Scraping catalog Stage 1 · discovery only
County-portal source discovery — where the permit, pre-foreclosure, distress and court-record signals live, and whether each is reachable.
Why this exists
BuildZoom-aggregated permits cover 14.86% of properties nationally with a ~6-month lag (see Data sources). Direct county scraping is the gap-fill + freshness play: pre-foreclosure (Notice of Default / Lis Pendens) is a leading distress signal absent from current gold data, and distress + court records add owner-trajectory signals beyond aggregated property records. The Data section documents the existing permit ↔ property join that scraped sources would feed.
The stage plan
Catalog every (county × datatype) source, prove reachability, score viability 1–5, save one probe per cell, run a QA gate. This page renders Stage 1.

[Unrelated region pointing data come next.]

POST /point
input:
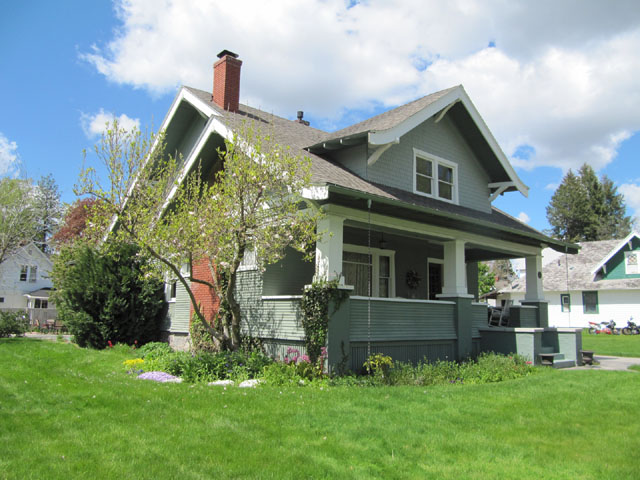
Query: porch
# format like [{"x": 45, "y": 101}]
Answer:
[{"x": 412, "y": 331}]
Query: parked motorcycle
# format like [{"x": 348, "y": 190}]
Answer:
[
  {"x": 631, "y": 328},
  {"x": 608, "y": 328}
]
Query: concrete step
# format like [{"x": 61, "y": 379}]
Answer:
[{"x": 564, "y": 363}]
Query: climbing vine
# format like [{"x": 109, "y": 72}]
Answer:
[{"x": 315, "y": 314}]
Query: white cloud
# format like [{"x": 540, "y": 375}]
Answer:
[
  {"x": 94, "y": 125},
  {"x": 523, "y": 217},
  {"x": 560, "y": 79},
  {"x": 631, "y": 192},
  {"x": 9, "y": 160}
]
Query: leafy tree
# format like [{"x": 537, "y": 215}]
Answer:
[
  {"x": 48, "y": 211},
  {"x": 107, "y": 295},
  {"x": 17, "y": 215},
  {"x": 251, "y": 203},
  {"x": 585, "y": 208},
  {"x": 486, "y": 278},
  {"x": 75, "y": 221}
]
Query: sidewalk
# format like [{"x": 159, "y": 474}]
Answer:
[{"x": 611, "y": 363}]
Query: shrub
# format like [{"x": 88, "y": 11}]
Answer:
[
  {"x": 107, "y": 295},
  {"x": 205, "y": 366},
  {"x": 13, "y": 323},
  {"x": 154, "y": 350}
]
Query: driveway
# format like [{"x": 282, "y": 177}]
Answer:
[{"x": 611, "y": 363}]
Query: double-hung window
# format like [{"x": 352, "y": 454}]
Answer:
[
  {"x": 631, "y": 262},
  {"x": 369, "y": 271},
  {"x": 435, "y": 176},
  {"x": 590, "y": 302}
]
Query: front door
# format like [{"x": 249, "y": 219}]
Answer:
[{"x": 435, "y": 280}]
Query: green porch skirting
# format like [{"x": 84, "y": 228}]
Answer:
[{"x": 408, "y": 351}]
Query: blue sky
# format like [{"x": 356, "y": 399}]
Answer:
[{"x": 556, "y": 87}]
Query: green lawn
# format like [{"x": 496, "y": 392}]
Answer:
[
  {"x": 616, "y": 345},
  {"x": 66, "y": 412}
]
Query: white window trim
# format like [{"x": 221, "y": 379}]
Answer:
[
  {"x": 435, "y": 160},
  {"x": 626, "y": 264},
  {"x": 376, "y": 253}
]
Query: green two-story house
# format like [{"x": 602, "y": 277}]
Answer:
[{"x": 407, "y": 197}]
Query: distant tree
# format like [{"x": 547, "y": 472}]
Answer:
[
  {"x": 503, "y": 270},
  {"x": 17, "y": 215},
  {"x": 486, "y": 278},
  {"x": 49, "y": 211},
  {"x": 585, "y": 208},
  {"x": 75, "y": 221}
]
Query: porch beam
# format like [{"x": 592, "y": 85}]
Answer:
[
  {"x": 445, "y": 234},
  {"x": 535, "y": 292},
  {"x": 329, "y": 248}
]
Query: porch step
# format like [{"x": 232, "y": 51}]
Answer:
[
  {"x": 563, "y": 363},
  {"x": 550, "y": 359}
]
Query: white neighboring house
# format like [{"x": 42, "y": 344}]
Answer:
[
  {"x": 25, "y": 283},
  {"x": 600, "y": 283}
]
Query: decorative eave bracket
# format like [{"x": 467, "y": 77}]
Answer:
[
  {"x": 377, "y": 153},
  {"x": 498, "y": 189}
]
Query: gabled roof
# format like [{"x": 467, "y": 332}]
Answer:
[
  {"x": 339, "y": 179},
  {"x": 577, "y": 272},
  {"x": 615, "y": 250},
  {"x": 389, "y": 126}
]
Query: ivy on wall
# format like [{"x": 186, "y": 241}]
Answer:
[{"x": 315, "y": 302}]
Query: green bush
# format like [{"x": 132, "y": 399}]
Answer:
[
  {"x": 154, "y": 350},
  {"x": 487, "y": 368},
  {"x": 205, "y": 366},
  {"x": 108, "y": 295},
  {"x": 13, "y": 323}
]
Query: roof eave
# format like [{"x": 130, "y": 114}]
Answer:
[{"x": 544, "y": 240}]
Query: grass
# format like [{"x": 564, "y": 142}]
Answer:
[
  {"x": 616, "y": 345},
  {"x": 66, "y": 412}
]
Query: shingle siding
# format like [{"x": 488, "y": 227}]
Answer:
[{"x": 395, "y": 167}]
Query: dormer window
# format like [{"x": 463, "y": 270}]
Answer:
[{"x": 435, "y": 177}]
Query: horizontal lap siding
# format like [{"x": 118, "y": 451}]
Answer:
[
  {"x": 279, "y": 320},
  {"x": 413, "y": 352},
  {"x": 177, "y": 320},
  {"x": 480, "y": 318},
  {"x": 396, "y": 321}
]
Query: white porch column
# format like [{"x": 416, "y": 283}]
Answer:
[
  {"x": 329, "y": 248},
  {"x": 455, "y": 272},
  {"x": 534, "y": 291}
]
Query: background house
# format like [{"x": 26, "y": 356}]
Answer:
[
  {"x": 25, "y": 283},
  {"x": 600, "y": 283}
]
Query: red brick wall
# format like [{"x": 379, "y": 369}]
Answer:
[{"x": 204, "y": 295}]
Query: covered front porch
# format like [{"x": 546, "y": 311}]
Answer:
[{"x": 414, "y": 291}]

Pull 30–90 days from 3–5 highest-viability sources (
viability_score ≥ 4, cleanest ToS, structured CSV/JSON). Gated on counsel review + storage/Firecrawl budget + a cross-validation harness vs BuildZoom. Pass gates include ≥90% field completeness and ≥80% overlap vs BZ where both exist.Extend pilot scrapers to all viable sources across the top counties; add weekly cron + failure alerting. Triggered only when Stage 2 hits pass gates on ≥3 of 5 pilots with no legal escalation.

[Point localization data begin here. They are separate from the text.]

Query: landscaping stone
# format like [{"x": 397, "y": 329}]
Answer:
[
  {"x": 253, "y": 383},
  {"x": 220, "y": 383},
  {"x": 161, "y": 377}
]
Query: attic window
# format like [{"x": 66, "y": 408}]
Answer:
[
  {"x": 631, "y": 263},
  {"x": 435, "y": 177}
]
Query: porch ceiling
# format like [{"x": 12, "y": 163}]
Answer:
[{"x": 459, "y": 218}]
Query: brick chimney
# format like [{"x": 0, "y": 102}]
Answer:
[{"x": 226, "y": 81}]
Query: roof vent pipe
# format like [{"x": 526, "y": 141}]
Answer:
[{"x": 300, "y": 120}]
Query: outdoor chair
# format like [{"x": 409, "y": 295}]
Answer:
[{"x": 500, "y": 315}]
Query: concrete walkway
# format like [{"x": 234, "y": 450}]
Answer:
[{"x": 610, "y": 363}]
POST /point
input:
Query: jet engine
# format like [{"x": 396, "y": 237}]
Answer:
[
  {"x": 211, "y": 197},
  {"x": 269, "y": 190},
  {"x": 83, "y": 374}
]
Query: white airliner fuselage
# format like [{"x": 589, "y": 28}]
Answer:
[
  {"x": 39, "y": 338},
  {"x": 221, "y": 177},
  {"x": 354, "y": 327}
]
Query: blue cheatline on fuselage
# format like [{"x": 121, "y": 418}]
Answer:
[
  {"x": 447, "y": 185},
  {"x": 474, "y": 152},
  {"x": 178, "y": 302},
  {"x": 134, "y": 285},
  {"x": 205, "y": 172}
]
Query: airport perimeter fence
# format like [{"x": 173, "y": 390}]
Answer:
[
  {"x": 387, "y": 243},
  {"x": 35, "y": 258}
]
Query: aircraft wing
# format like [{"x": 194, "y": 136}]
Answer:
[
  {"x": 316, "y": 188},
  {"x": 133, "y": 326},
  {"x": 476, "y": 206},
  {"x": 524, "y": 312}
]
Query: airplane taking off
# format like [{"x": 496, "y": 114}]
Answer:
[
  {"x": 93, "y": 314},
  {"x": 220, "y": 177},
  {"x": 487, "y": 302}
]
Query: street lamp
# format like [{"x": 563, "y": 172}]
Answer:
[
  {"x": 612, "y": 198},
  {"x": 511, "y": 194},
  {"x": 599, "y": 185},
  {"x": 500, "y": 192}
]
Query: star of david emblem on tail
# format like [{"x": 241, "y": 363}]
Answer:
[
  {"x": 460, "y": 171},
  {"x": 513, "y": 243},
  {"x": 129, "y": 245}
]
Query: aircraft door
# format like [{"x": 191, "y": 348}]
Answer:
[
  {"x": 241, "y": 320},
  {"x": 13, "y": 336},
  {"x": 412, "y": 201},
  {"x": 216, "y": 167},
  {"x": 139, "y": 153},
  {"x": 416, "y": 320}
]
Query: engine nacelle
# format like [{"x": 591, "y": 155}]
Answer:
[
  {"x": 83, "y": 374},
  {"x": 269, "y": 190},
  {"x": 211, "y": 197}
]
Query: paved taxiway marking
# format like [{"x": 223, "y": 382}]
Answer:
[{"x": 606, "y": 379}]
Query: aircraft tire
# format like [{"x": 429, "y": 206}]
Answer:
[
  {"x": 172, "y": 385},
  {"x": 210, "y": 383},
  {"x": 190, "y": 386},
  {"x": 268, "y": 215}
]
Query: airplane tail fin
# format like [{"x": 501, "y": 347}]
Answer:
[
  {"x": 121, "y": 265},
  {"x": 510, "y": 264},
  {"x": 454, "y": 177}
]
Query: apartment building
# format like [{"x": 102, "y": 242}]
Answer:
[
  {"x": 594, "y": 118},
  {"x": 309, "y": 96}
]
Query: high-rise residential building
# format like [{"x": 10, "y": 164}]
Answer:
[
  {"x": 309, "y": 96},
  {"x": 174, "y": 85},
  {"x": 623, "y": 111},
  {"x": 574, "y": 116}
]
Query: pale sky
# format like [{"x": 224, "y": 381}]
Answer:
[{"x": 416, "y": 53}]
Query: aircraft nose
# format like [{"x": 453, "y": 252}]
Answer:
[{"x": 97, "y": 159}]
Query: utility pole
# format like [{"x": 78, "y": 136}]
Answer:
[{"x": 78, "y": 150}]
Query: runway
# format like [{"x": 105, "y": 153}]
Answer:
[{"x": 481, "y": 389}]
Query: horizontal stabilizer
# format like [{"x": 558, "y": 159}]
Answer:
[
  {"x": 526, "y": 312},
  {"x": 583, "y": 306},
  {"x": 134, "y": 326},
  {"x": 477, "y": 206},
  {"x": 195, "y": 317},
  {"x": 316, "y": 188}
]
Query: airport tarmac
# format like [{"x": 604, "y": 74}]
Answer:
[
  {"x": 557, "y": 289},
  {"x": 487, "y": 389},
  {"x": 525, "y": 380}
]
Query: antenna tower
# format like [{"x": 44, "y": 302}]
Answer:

Integrate into the gaia ETL, write silver/gold parquet, surface a
permit_scrape_coverage_pct metric, reconcile daily vs BZ. Only here do features wire into the model (Tier B distress).Scope of the discovery
The top-10 counties cataloged: Los Angeles 06037, Cook 17031, Harris 48201, Maricopa 04013, San Diego 06073, Orange CA 06059, Kings/Brooklyn 36047, Miami-Dade 12086, Dallas 48113, Riverside 06065. A top-200 extension (190 more counties, rank 11–200) exists for permits and pre-foreclosure via a two-tier method: deep-dive for rank 11–50, state-vendor-pattern inheritance for rank 51–200.
Permits
Top-10 verdict: 5 viable (score ≥ 4), 3 doable-but-heavy (score 3), 2 effectively blocked (≤ 2). Every county that returned a parseable record showed a roofing surface. Top-3 pilots are Los Angeles (Socrata pi9x-tg5x), San Diego (seshat flat CSV), and Brooklyn/Kings (Socrata DOB NOW rbx6-tga4).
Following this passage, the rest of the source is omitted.